I have the weekend to get my freshly edited reel on Vimeo, shots are in place, Monday is my first official day in Los Angeles.

The calm before the storm?

Day 5. In Santa Monica there is a mock Tudor building on the corner of a street that sells Heinz Tomato Soup for 4 bucks. You can get a bottle of Fairy for 7 or even a Yorkie Bar for too much. It looks like most of the shops in Stratford upon Avon in that it’s trying to look Tudor but isn’t, and it’s called “ye olde” something. In this case “Kings Head Shoppe“. It’s rather lovely to behold. I walk in and it seems to be doing a roaring trade. Santa Monica is where all the expat Brits tend to settle and I can see why. It’s got everything. It calls itself The City of Santa Monica and it sits on the edge of the Pacific Ocean. If you walk to the end of the pier you find a sign marking the end of Route 66. 2448 miles from Chicago, the road out west. You’ve made it pilgrim. This is the end of the road. Sit yourself down and have yourself a Jammie Dodger. That’ll be 4 dollars.
The town itself has a huge centre full of shops. There are pedestrianised boulevards, coffee shops, the first bookshop I’ve seen since I arrived, and chain stores. It’s like Milton Keynes with vomiting stegosaurus fountains instead of concrete cows. So I go shopping. There are no yoga mats for less than 50 bucks anywhere in Venice, but of course one for 10 in T (J?!) Maxx which I snag as I’ve taken to doing yoga every morning. When in Rome. Then I book myself a ticket for the matinee of Lalaland at 3.45. I call it research. And maybe it will cheer me up with the inauguration looming. Armed with ticket and mat I wander towards the ocean to prevent a shopping spree. The sun is blazing after a night full of rain, and I want to put my hand in the water. But I get distracted. There’s a bloody great big promenade with a funfair on it where Route 66 ends. Ferris wheels, roller coasters, fortune tellers, games. I burn 2 dollars in a ball shooting machine and get 500 tickets which nets me a vile fluffy pink tiger eating someone’s heart. Clutching it by the neck as a toddler would I become fascinated by the Pacific. I love the sea. Even in London I live by water. But this ocean… I can’t even contemplate the distances. I watch a man fishing at the end of the pier. He keeps pulling them in and chucking them back. Too small. But there are plenty of fish in this sea. My thoughts sink into it. I get out my phone and track ahead on the map. Page after page of scroll and then you barely miss New Zealand. I imagine striking out into it in a canoe. Vast.

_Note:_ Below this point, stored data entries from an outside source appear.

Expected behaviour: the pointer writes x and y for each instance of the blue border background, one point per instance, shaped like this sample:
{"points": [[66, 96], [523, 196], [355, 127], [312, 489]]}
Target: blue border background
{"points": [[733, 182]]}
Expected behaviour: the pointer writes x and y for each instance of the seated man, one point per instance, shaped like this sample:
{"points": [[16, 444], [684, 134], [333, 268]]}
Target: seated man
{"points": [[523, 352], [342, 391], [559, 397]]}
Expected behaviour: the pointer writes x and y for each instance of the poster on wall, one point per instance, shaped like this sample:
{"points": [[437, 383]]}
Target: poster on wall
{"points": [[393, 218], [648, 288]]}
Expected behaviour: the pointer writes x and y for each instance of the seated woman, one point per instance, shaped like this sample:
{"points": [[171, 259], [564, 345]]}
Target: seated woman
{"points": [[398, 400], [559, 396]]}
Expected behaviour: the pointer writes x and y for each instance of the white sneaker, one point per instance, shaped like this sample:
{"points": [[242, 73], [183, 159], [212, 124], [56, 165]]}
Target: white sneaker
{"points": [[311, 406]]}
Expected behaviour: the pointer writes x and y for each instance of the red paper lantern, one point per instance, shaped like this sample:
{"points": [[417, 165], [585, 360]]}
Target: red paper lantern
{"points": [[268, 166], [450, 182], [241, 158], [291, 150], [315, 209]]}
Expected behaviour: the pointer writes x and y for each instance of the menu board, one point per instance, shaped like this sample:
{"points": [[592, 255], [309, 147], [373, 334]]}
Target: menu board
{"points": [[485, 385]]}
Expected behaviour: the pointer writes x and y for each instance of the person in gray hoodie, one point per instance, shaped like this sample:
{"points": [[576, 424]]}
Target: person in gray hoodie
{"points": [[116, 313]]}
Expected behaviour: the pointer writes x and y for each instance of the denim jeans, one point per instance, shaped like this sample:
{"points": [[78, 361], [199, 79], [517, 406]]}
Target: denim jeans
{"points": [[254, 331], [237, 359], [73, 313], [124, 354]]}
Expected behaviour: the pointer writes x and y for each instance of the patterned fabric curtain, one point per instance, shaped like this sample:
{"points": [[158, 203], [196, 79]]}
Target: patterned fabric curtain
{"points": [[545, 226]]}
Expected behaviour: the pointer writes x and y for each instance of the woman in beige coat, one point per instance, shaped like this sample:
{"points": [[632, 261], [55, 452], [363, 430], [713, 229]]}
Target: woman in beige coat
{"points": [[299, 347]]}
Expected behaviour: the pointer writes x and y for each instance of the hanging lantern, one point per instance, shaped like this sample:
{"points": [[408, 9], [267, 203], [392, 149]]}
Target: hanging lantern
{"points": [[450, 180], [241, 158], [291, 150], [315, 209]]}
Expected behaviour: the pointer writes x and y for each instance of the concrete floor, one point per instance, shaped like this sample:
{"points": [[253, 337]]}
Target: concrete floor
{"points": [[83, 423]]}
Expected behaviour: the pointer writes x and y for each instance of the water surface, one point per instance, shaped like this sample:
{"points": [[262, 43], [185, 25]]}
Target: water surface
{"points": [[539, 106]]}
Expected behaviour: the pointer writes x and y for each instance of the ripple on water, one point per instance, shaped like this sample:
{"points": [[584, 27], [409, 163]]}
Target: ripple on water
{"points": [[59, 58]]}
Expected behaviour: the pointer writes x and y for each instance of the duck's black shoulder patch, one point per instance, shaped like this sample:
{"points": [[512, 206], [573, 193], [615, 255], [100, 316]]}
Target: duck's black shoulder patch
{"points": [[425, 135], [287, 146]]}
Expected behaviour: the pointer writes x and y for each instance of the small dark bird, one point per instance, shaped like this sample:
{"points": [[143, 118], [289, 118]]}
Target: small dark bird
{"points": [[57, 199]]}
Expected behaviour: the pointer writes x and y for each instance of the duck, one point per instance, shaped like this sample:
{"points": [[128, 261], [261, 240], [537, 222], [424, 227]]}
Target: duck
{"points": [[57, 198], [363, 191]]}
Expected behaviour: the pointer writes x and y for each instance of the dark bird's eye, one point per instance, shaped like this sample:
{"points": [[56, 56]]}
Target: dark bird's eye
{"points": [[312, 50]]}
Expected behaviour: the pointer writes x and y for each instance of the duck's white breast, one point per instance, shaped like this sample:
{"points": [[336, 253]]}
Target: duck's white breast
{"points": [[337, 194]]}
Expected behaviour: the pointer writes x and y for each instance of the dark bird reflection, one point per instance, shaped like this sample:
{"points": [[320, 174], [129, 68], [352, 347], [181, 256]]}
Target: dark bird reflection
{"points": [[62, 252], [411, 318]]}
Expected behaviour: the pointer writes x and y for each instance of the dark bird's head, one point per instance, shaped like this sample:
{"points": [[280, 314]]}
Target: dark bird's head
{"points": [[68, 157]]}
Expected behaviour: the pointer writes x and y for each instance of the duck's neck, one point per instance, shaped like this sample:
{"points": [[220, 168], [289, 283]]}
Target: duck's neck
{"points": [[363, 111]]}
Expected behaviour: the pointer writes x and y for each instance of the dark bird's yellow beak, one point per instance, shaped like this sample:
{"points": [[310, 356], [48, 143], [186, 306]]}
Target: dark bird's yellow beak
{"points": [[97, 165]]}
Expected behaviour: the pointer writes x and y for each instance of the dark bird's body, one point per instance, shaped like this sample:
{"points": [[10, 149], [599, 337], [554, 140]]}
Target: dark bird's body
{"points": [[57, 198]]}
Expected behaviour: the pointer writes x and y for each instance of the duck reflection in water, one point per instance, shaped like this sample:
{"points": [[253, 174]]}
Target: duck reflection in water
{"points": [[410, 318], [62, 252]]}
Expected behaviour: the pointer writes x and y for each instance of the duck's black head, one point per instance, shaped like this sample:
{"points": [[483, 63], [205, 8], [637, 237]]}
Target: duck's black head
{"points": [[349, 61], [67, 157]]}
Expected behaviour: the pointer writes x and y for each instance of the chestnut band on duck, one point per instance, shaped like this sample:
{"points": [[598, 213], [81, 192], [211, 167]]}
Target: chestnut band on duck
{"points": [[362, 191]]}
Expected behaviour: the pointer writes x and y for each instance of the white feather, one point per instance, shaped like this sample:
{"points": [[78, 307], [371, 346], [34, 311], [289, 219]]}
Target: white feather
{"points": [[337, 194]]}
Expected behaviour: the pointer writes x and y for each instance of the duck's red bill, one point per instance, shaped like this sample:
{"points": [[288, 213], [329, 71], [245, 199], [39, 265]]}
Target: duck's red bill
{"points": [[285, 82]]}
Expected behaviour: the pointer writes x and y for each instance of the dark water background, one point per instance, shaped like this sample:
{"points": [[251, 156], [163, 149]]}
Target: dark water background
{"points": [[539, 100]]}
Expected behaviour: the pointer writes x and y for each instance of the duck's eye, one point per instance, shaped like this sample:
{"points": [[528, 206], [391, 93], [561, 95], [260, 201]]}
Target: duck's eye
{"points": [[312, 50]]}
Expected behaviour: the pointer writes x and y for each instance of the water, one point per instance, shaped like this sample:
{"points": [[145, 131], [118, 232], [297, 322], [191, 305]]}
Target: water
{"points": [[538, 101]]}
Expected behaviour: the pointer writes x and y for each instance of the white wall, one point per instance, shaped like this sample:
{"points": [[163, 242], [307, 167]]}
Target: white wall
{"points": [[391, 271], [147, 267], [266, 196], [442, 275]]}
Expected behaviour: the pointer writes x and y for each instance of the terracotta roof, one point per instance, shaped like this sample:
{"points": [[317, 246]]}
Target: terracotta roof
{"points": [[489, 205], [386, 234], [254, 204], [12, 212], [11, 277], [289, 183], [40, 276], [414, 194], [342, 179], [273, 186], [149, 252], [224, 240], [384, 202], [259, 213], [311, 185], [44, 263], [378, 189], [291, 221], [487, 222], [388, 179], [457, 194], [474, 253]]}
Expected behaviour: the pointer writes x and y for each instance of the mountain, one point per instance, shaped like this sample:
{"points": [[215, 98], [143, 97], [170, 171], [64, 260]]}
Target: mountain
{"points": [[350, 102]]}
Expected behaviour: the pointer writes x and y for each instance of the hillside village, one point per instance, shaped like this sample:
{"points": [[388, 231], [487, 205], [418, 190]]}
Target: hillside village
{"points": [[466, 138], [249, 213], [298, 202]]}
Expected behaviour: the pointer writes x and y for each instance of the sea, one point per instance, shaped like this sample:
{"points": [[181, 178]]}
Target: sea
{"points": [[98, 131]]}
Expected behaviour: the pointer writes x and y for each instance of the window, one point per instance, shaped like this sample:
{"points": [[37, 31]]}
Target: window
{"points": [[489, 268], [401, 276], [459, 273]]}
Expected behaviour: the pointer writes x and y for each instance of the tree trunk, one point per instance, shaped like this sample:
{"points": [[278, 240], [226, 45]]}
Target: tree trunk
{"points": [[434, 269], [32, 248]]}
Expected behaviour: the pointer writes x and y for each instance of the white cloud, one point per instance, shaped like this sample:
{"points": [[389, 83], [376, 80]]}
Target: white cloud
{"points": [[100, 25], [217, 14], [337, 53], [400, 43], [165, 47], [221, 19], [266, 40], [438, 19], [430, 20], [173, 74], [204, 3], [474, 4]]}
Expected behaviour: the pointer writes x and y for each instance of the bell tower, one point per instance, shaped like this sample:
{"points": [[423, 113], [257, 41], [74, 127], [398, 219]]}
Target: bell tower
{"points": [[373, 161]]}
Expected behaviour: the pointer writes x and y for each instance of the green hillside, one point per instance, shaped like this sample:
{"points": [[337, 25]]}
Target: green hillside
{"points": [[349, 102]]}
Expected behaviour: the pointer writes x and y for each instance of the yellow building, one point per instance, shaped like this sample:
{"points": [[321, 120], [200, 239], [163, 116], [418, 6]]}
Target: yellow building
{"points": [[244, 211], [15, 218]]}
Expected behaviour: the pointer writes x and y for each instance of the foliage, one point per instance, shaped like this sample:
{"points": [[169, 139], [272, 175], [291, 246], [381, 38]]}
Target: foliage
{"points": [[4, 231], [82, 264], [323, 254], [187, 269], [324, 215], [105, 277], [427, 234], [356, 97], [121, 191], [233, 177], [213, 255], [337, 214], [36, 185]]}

Pulling myself away I go and immerse myself in Lalaland. I can tell you now after 5 days, it’s hard hitting documentary realism. Once again I’m lost in fantastic reverie. Here’s to the ones who dream. By the time I leave the cinema I’ve cried so much my beard is soaking wet. I was going to walk home, but I’m a wreck, and uber pool is 2.99. Trump gets in tomorrow. The cold is blowing in across the desert and tomorrow it will rain. My uber driver says “I honestly keep hoping I’m about to wake up from a terrible dream.” Ugh. Back to reality. What I wouldn’t pay for a comforting can of Heinz tomato soup.